When encountering an uncompressed first mark in the searching step (“first mark” in steps S301 and S320), the uncompressed first mark is output (step S303), the uncompressed first mark is added to a dictionary (step S304), and a level counter is incremented (step S305), a value of the level counter indicating on which level in the compressed structured document an element is located, thereby forming the dictionary individually for each level of the compressed structured document.
When encountering a first code data in the searching step (“first code data” in step S320), a corresponding uncompressed first mark is output from the dictionary of the corresponding level (step S306) and the level counter is incremented (step S307).
When encountering the second code data in the searching step (“second code data” in step S301), a second mark is reconstructed (step S308), the second mark is output (step S309) and the level counter is decremented (step S310).
The corresponding uncompressed first mark may be searched in the dictionary using a value of an index included in the first code data, the value of the index indicating an order of the first marks within a level of the structured document.
Furthermore, the searching step may comprise searching for elements and references to elements in the compressed structured document. In this case, when encountering an uncompressed content of an element in the searching step, the content of the element is output as it is and the content of the element is added to the dictionary, and when encountering a reference to an element in the searching step, a corresponding content of the element is output from the dictionary.
FIG. 4 shows a schematic block diagram illustrating an apparatus for compressing a structured document according to an embodiment of the invention. The apparatus comprises a searching block 41, an outputting block 42 and a counting block 43. The searching block 41 searches a structured uncompressed document once for first and second marks.

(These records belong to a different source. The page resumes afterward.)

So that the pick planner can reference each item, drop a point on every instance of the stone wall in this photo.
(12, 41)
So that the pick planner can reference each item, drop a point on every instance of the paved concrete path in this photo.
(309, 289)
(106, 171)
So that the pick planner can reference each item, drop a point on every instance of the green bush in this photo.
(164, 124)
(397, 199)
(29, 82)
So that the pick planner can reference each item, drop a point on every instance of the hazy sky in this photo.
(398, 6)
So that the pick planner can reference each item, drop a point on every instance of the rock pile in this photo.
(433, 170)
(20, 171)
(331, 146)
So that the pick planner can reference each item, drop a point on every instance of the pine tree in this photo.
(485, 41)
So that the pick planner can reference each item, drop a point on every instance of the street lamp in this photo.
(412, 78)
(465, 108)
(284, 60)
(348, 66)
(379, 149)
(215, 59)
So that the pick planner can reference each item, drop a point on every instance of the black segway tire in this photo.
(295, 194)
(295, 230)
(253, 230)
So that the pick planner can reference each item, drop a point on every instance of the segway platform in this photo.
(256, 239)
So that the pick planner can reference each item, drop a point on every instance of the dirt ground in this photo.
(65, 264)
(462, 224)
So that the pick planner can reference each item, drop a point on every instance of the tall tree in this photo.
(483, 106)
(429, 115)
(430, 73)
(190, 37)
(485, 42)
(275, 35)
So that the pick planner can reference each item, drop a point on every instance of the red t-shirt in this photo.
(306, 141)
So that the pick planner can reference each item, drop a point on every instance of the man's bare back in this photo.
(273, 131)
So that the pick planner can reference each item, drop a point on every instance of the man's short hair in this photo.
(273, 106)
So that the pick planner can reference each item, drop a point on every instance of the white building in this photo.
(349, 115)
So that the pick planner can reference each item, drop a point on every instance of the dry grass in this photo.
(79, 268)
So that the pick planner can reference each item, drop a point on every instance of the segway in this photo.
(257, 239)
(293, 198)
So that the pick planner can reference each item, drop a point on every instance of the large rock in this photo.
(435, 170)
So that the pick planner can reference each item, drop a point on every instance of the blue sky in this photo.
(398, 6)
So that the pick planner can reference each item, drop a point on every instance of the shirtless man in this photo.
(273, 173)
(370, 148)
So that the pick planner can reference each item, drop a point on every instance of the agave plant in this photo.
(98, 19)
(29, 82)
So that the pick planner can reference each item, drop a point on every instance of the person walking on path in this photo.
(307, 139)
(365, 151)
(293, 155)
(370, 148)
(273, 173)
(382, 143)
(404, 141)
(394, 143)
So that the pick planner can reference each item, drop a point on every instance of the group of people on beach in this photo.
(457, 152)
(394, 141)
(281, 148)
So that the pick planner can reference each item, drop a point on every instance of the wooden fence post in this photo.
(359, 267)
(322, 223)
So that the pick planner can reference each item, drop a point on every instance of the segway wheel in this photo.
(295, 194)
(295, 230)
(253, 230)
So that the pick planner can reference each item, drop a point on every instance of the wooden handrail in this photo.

When a first mark is encountered by the searching block 41, the outputting block 42 outputs a representation of the first mark, and the counting block 43 increments a level counter, a value of the level counter indicating on which level in the structured document an element is located.
When a second mark is encountered by the searching block 41, the outputting block 42 outputs a second code data, and the counting block 43 decrements the level counter. Data or signals output from the outputting block form a compressed document.
When a first mark is encountered by the searching block 41 for the first time, the outputting block 42 may output the first mark. When a first mark is encountered by the searching block 41 for the second or following times, the outputting block 42 may output a reference to the representation of the first mark output when the first mark is encountered for the first time. For this purpose, a local dictionary may be formed as shown in FIG. 4 so that the outputting block 42 can compare a current first mark against the dictionary at current level. Of course, the dictionary is only used locally for compression. It is not part of the compressed document. Alternatively, the outputting block 42 may access the compressed document for the comparing operation.
The outputting block 42 may output as a representation of a first mark encountered for the second or following times a first code data and add an index to the first code data, a value of the index indicating an order of the first marks within a level of the structured document.
The searching block 41 may search for elements in the structured document, wherein when a content of an element is encountered for the first time, the outputting block 42 may output the content of the element as it is, and when the content of the element is encountered for the second or following times, the outputting block may output a reference to the content of the element output when the content of the element is encountered for the first time, thereby forming a dictionary individually for each level of the structured document.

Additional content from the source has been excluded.